In vitro experiments included: inhibition effects on IDO activity in cell and enzyme-based assay, effects on IDO expression in HeLa cells, and enhancement of proliferation and activation of peripheral blood mononuclear cell (PBMC). In vivo experiments included: pharmacokinetics and tumor distribution in CT26-bearing mice, effects on Kyn/Trp and anti-tumor effect and immunological mechanism in CT26 and B16F10 tumor-bearing mice.

Results:

Compared with INCB024360 and NLG919, PCC0208009 effectively inhibited IDO activity at lower dose 2 nM and longer duration more than 72 h, had higher enhancements on PBMC proliferation and activation, and could inhibit the IDO expression in Hela cells.
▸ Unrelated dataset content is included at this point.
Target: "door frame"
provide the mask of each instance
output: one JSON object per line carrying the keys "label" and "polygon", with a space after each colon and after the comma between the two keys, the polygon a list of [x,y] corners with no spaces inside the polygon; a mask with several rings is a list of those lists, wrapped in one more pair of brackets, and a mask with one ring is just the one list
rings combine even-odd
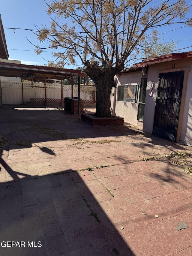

The pharmacokinetics characteristics of three IDO inhibitors were similar in CT26-bearing mice. In CT26 and B16F10 tumor-bearing mice, PCC0208009 and INCB024360 had similar effects in Kyn/Trp reduction, and more potent than NLG919; three IDO inhibitors had similar effects in tumor suppression, changes of the percentages of CD3⁺CD8⁺ and CD3⁺CD4⁺ T cells, and activation of tumor infiltrating lymphocytes, while PCC0208009 had a better tendency than INCB024360 and NLG919.

Conclusion:

PCC0208009, INCB024360, and NLG919 were all effective IDO inhibitors, but the comprehensive pharmacological activity of PCC0208009 was better than INCB024360 and NLG919, which was basically consistent with the results or progresses of clinical trials.

中文翻译：

从药效学角度比较不同吲哚胺-2,3双加氧酶抑制剂。

介绍：

吲哚胺 2,3-双加氧酶 (IDO) 是一种潜在的肿瘤免疫治疗靶点。IDO 抑制剂在临床试验中显示出不一致的结果，但没有报告临床前比较研究。本研究的目的是从药理学角度评估代表性IDO抑制剂（PCC0208009、INCB024360、NLG919）的差异。

方法：

体外实验包括：对细胞和酶测定中IDO活性的抑制作用，对HeLa细胞中IDO表达的影响，以及增强外周血单个核细胞（PBMC）的增殖和活化。体内实验包括：CT26荷瘤小鼠的药代动力学和肿瘤分布、对Kyn/Trp的影响以及CT26和B16F10荷瘤小鼠的抗肿瘤作用和免疫机制。

结果：

与 INCB024360 和 NLG919 相比，PCC0208009 在低剂量 2 nM 和更长的持续时间超过 72 h 时有效抑制 IDO 活性，对 PBMC 增殖和活化有更高的增强作用，并且可以抑制 Hela 细胞中 IDO 的表达。三种 IDO 抑制剂的药代动力学特征在携带 CT26 的小鼠中相似。在 CT26 和 B16F10 荷瘤小鼠中，PCC0208009 和 INCB024360 在降低 Kyn/Trp 方面具有相似的作用，并且比 NLG919 更有效；三种IDO抑制剂在肿瘤抑制、CD3 ⁺ CD8 ⁺和CD3 ⁺ CD4 ⁺ T细胞百分比的变化、肿瘤浸润淋巴细胞的活化方面具有相似的作用，而PCC0208009的趋势优于INCB024360和NLG919。